The Watermelon Boys is set in the winter of 1915 and Iraq has been engulfed by the war.

Hungry for independence from Ottoman rule, Ahmad leaves his peaceful family life on the banks of the Tigris to join the British-led revolt. Thousands of miles away Carwyn, a teenager in south Wales, reluctantly enlists and is sent, via Gallipoli and Egypt, to the Mesopotamia campaign in Baghdad.

Carwyn and Ahmad’s paths cross and their fates are bound together.

Ruqaya Izzidien’s novel offers a powerful retelling of the history of British intervention in Iraq.

Explaining how she came to write the book, the former Fynnonbedr Primary School and Lampeter High School pupil said: “I researched and wrote this book over the course of about four years.

“The idea first came to me when my paternal (Iraqi) grandfather passed away.

“He lived a very interesting life and over the years I heard some unusual tales from him, including some stories that I felt were extremely historically significant.

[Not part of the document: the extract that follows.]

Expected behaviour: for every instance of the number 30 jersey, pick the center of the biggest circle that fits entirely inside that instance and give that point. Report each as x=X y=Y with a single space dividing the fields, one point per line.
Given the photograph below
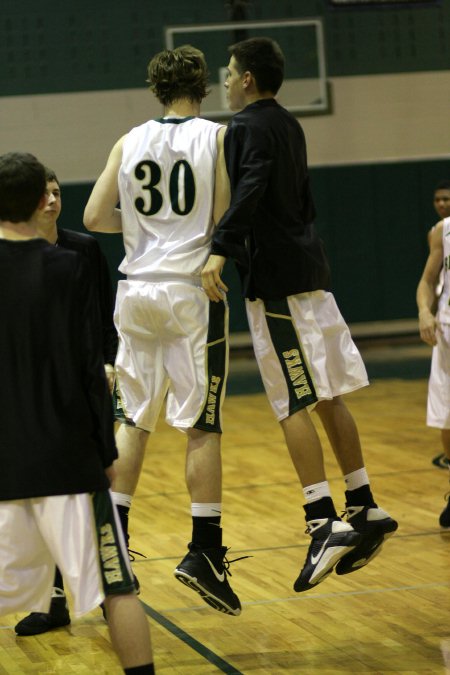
x=166 y=188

“The idea for The Watermelon Boys started with two of my grandfather’s stories, and it blossomed from there.

The Watermelon Boys is first and foremost a story about an ordinary family trying to do the right thing, in brutal and pivotal circumstances. But it is also an act of redressing the narratives about Arabs that exists in colonial-era fiction, and, unfortunately, persists in British society today.

“I feel incredibly lucky to have been able to write this book, and to have had the chance to draw together my two communities in a way that is unique and incredibly valuable to their understanding of one another."